ERIC Number: ED369010
Record Type: RIE
Publication Date: 1993-Oct
Reference Count: N/A
A Study To Explore the Inter-Relationships among Factors Affecting Substance Abuse of Secondary School Students.
Van Nelson, C.; And Others
From 1990 to 1992, 13,065 secondary students in selected midwestern school districts filled out questionnaires asking for information on their use of alcohol, tobacco, marijuana, and cocaine. The questionnaires also requested information on the following variables: the student's involvement in activities in and out of school, employment, church attendance, and whether the student came from a two-parent, parent/step-parent, or single-parent family.
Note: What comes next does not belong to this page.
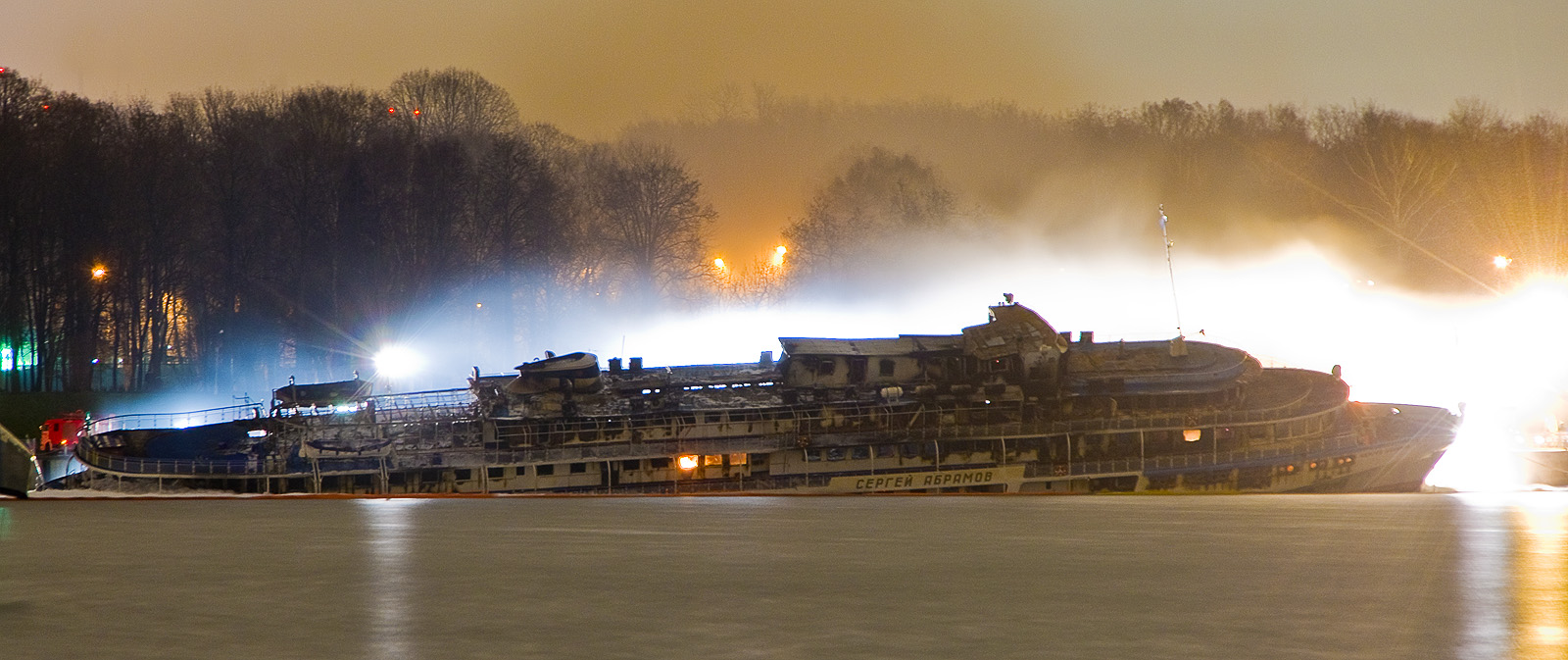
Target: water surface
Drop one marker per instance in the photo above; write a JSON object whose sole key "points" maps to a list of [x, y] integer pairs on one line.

Earlier research had indicated a relationship between some of these factors and substance use, and also indicated that adolescent substance users tend to move from alcohol to tobacco to marijuana to hard drugs. Of the questionnaires returned, 12,576 were usable, and cluster analysis and correspondence analysis were used to assess the data obtained. For each type of substance use, the results indicated that the highest users tended to: be employed, live in a single-parent or step-parent household, be uninvolved in activities, and be least likely to attend church. Lowest users showed the opposite pattern, tending toward unemployment, two-parent family situations, participation in multiple activities, and regular churchgoing. Results also supported the theory that student drug users tend to move from using alcohol to tobacco, from tobacco to marijuana, and from marijuana to cocaine. For secondary-school substance users, holding a job may preclude after-school activities, as well as providing a source of income for tobacco, alcohol, or illegal drugs. (CC)
Publication Type: Speeches/Meeting Papers
Education Level: N/A
Authoring Institution: N/A
Note: Paper presented at the Annual Meeting of the Mid-Western Educational Research Association (Chicago, IL, October 13-16, 1993).